Война, включенная в общее движение антропогенеза, не есть некий факультативный довесок к человеческому аутопоэзису. Ее, напротив, приходится рассматривать как подлинный исторической локомотив. Вспомним различение Кожева/Гегеля между животным и человеческим желанием. Животное желание работает в три такта: вожделение — разрушение — наслаждение (движение ассимиляции предмета). Животное желание ориентировано на вещь, которую оно разрушает и которой оно наслаждается. Антропогенное желание ориентировано на признание, «разбросанное» во всех человеческих основофеноменах — в труде, игре, эротике.

В этом же ряду, конечно, — война, возникающая в результате конфликта желаний, вступающих в кровавую борьбу за признание. Чего? Опять-таки своей свободной исторической индивидуальности, которая не обязательно должна быть ограничена индивидуальной человеческой корпоральностью, при том что борьба за признание необходимо должна быть кровавой, т. е. должна осуществляться посредством разрушения человеческих тел. Это война из соображений чистого престижа, архетип войны как таковой. Любые экономические мотивы войны являются рационализациями и никого в действительности не только не интересуют, но и не убеждают. Человеческая война имеет место тогда, когда все материальные — патологические (как сказал бы Кант) или животные (как сказал бы Гегель) — мотивы обрезаются. Люди умирают ради символов, и только так переплавляется человеческое. Другого горна история не знает. Если и возможно связать войну с экономикой, то не в марксистском (и тем более не в либеральном) смысле, когда ее пытаются редуцировать к тем или иным натуральным интересам (вечно нам подсовывают эту

«природу»!), но с экономикой тотальной, занятой обменом символов, а не вещей, которые можно потребить, уничтожить и насладиться. Потребление и обмен мирских вещей есть просто-напросто остаток, он включает в себя всё то, что было недопотре-блено в процессе ритуальной консумации, и в этом смысле весь их универсум есть просто-напросто зола жертвенного костра.

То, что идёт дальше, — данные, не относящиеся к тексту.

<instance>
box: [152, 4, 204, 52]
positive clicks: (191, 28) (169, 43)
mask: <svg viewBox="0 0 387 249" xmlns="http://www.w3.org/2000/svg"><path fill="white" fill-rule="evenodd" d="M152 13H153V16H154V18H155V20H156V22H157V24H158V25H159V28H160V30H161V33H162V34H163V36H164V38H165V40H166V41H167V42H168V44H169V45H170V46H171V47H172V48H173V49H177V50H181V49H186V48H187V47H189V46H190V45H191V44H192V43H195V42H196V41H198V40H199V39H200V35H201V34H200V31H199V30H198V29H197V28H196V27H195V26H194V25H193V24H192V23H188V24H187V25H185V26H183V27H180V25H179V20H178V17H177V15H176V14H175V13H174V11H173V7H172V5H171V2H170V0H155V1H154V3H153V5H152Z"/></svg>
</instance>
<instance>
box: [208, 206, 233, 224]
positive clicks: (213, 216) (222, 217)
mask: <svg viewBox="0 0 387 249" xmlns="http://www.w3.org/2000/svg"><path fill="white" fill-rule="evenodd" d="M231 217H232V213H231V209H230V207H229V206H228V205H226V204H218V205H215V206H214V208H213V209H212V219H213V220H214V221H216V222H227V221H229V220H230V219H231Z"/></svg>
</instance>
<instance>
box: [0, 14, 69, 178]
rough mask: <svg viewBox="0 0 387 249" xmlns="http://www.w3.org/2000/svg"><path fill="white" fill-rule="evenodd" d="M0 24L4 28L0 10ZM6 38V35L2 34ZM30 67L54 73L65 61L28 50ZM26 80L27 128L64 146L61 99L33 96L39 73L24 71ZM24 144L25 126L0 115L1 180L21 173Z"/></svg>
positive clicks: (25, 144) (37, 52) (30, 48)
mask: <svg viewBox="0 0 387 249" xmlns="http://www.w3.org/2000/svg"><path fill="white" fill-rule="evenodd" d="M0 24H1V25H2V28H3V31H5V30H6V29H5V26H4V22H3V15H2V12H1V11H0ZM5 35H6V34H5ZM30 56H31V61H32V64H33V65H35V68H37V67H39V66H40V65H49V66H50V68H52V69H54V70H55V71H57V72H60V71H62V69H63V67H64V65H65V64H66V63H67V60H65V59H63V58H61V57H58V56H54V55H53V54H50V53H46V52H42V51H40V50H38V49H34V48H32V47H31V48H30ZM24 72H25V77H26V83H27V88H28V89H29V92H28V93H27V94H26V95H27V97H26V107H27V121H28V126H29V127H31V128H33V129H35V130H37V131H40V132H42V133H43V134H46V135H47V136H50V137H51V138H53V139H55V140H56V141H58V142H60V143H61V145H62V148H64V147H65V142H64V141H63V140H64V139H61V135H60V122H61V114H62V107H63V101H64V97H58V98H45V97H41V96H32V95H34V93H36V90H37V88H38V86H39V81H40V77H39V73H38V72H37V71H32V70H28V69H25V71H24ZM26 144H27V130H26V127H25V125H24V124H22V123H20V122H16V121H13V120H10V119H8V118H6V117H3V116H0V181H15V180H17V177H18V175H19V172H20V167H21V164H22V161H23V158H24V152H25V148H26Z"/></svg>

Так в архаических обществах потлач, уничтожающий вещи и в процессе их уничтожения производящий престиж, — чистое измерение человеческого, которое невозможно редуцировать ни к какой «физике». Бессмысленная расточительность, находящаяся почти за гранью нашего воображения, когда логика дарения достигает градуса тотальной траты, на котором материальные ценности уничтожаются намеренно и последовательно: «В ряде случаев [потлачи] не дарят и возмещают, а просто разрушают, не стремясь создавать даже видимость желания получить что-либо обратно. Сжигают целые ящики рыбьего жира... или китового жира, сжигают дома и огромное множество одеял, разбивают самые дорогие медные изделия, выбрасывают их в водоемы, чтобы подавить, унизить соперника» [2, с. 140-141]. Но и в своих более «мягких» проявлениях потлач осуществляется посредством практик, принципиально чуждых линейности: экономический успех измеряется здесь не накоплением, а растратой, интенсивным соперничеством в стремлении раздать. Дар в потлаче не является бескорыстным, смысл его в том, чтобы вызвать взаимность соперничества, формирующего общественные иерархии; уничтожение имущества имеет целью «унижение соперника». Другими словами, дело тут не в каком-то отвращении к материальным благам (соперничающий вождь, который должен выступать хозяином следующего потлача, также обязан трудиться, чтобы превзойти как щедрость, так и кажущееся безразличие того, кто бросил ему вызов): архаические экономики также выполняют социогенные функции, однако их результатом является удаление материальных ценностей из сообщества, а не их распределение.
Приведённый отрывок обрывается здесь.